Just came across https://docs.rakulang.site/type/Array#method_List which implies that Nil would be the value to use. I'm not sure if I like that, as Nil can be used to mean other things, and someone might want to actually store Nil in an array and later get Nil back out. This does, however, illustrate a need for an actual value to represent the hole, as proposed by @lizmat in the discussion above.

raydiak avatar Apr 24 '21 19:04 raydiak

There exists a special constant Empty which is similar to what you want.

my constant Empty = Slip.new; # The real code is nqp code

Of course it does almost exactly the opposite, but it's existence may be a point to start thinking about.

class Omit is Nil {} # perhaps Any? Mu?
# constant Omit = Any.new; # Mu.new // nqp::create(Nil)

[ 0, 1, Omit, Omit, 5, 6 ]

(Omit is a synonym for skip. We already have .skip and I didn't want to name clash.)

This would also allow a shorter way to repeat omitted values when there are many of them.

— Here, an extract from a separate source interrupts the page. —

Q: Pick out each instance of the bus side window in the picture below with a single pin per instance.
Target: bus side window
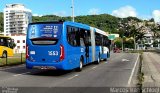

[ 0, 1, |(Omit xx 10), 12, 13 ]

b2gills avatar Jun 08 '21 03:06 b2gills

Don't we already have a shorter version than Omit? AKA Mu ?

lizmat avatar Jun 08 '21 08:06 lizmat

You can put instances of Mu, and Mu itself into an array

[ 1, 2, Mu.new, Mu, 3, 4 ]

How can you tell the difference between a value that doesn't exist, and one that happens to be Mu?
There is a difference.

.say for [ 1, 2, Mu.new, Mu, Omit, 3, 4 ]
# 1
# 2
# Mu.new
# Mu
# 3
# 4

The way to deal with that is the same or similar to how we dealt with IterationEnd, Empty, or Nil.

b2gills avatar Jun 08 '21 13:06 b2gills

This isn't a full solution, but might point the way towards one.

I've noticed that iterating through a sparse Array and dding each value returns more info than saying the .raku output. For example:

my @a; @a[1..2] = (Any, 42);
for @a { say .raku } # OUTPUT: «Any \n Any \n 42»
for @a { dd $_ }    # OUTPUT: «Any @a[0] = Any \n Any @a = Any \n Int @a = 42»

As that shows, this output lets us tell the difference between an empty slot and one with Any because the empty slots print their index. I checked the dd source code, and this difference is caused by a call to .VAR.name, which is different for empty slots vs Any. Maybe that provides the hook that any changes to .raku could build on?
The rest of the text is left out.